El arquitecto no se lo podía creer. “Me chocó porque yo solo había hecho la casa familiar en Cadaqués”. Pero eso le bastó al pintor para darse cuenta del talento de Tusquets.

De la admiración pasaron a la amistad. “Congeniamos y me invitó a que fuera a verlo a su casa de Portlligat al día siguiente”, recuerda. “No podía dejar pasar esa oportunidad y fui”, añade.

El nacimiento de una larga amistad

El segundo encuentro fue mejor que el primero. “Charlamos un par de horas y me convertí en un habitual de la casa, que estaba llena de modelos, contratados por una agencia”, indica.

¿Qué hacían por allí estas personas? Poco se sabe, parece que eran relleno. “Dalí hacía un caso relativo” a los modelos. “Los tenía por allí, pero hablaba conmigo”, asevera Tusquets.

Poco a poco su relación fue a más. Llegaron a hacer colaboraciones juntos, alguna de ella muy recordada por todos, icónica incluso, como el Rostro de Mae West utilizable como salón.

Esta obra, realizada a principios del siglo XX, es una portada que transformaba la cara de la famosa actriz en una sala de estar: el pelo se convertía en cortinas, los ojos ofrecían vistas de París, la nariz era una chimenea y los labios, un sofá.

Colaboración fundamental

Tusquets recuerda cómo surgió la idea de reproducir el cuadro a tamaño real: “Se me ocurrió que podríamos reproducir el cuadro a tamaño natural”. La respuesta de Dalí no podía ser más surrealista y directa: “Collonut”.

Todo encajó. “Acabamos de comprar la pescadería que está al lado del Teatro-Museo Dalí en Figueres y allí hay espacio para montarlo”, le soltó el artista.

Diversión asegurada

La creación fue una aventura compartida, marcada por la improvisación y la complicidad. “Nos lo pasamos pipa”, ríe Tusquets. Dalí, según él, hacía de la necesidad virtud y resolvía cualquier inconveniente sin complicarse demasiado.

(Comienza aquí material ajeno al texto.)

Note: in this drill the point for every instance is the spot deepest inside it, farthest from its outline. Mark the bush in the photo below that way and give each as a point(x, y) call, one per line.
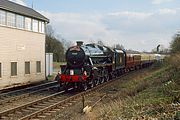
point(174, 60)
point(175, 45)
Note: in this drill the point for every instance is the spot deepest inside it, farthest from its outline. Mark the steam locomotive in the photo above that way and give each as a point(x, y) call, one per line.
point(92, 64)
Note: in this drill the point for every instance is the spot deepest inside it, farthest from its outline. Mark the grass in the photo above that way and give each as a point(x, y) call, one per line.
point(156, 96)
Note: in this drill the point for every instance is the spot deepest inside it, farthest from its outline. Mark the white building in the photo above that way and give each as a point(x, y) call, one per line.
point(22, 45)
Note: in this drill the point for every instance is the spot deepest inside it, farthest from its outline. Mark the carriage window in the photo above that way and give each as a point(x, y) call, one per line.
point(38, 66)
point(0, 71)
point(13, 68)
point(2, 17)
point(27, 67)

“Al ampliar los ojos de Mae, que eran dos imágenes de la torre Eiffel y del río Sena, se produjo mucho grano. ‘Fantástico. No hay problema. Esto será un cuadro puntillista’, dijo Dalí. Se puso a pintar y le quedó genial”, prosigue en su explicación de la obra.

El aquitecto y diseñador Óscar Tusquets EP

Hoy, aquel retrato monumental de Mae West es una de las estrellas del Museo Dalí de Figueres. “La combinación de mi racionalismo y la locura de Dalí era fantástica. Si nos hubiéramos conocido antes, el museo sería mucho mejor”, fantasea Tusquets.

El arquitecto también reconoce la influencia que Dalí tuvo en él y en su obra. Un amigo le hizo notar esa influencia. De ahí nació el nombre de la famosa silla Gaulino, una de las piezas de diseño más conocidas de Tusquets.

El documental

Más allá de la anécdota, la relación con Dalí dejó una impronta imborrable en la vida del arquitecto. “Salvador Dalí era el tío más divertido e inteligente que he conocido nunca”, indica con añoranza.

Tusquets, en el documental y en entrevistas, rescata ese Dalí íntimo, irrepetible y cercano, y lo convierte en un espejo de su propia trayectoria artística.

Otras influencias

Aunque no fue el único que lo inspiró, siempre cita a referentes como Gaudí o Carlo Mollino; sin duda, fue el genio surrealista a quien más estaba unido.

La posibilidad de poder rememorar esos momentos y compartirlos con la gente en el documental Dios lo ve es un lujo para aquellos que lo puedan ver.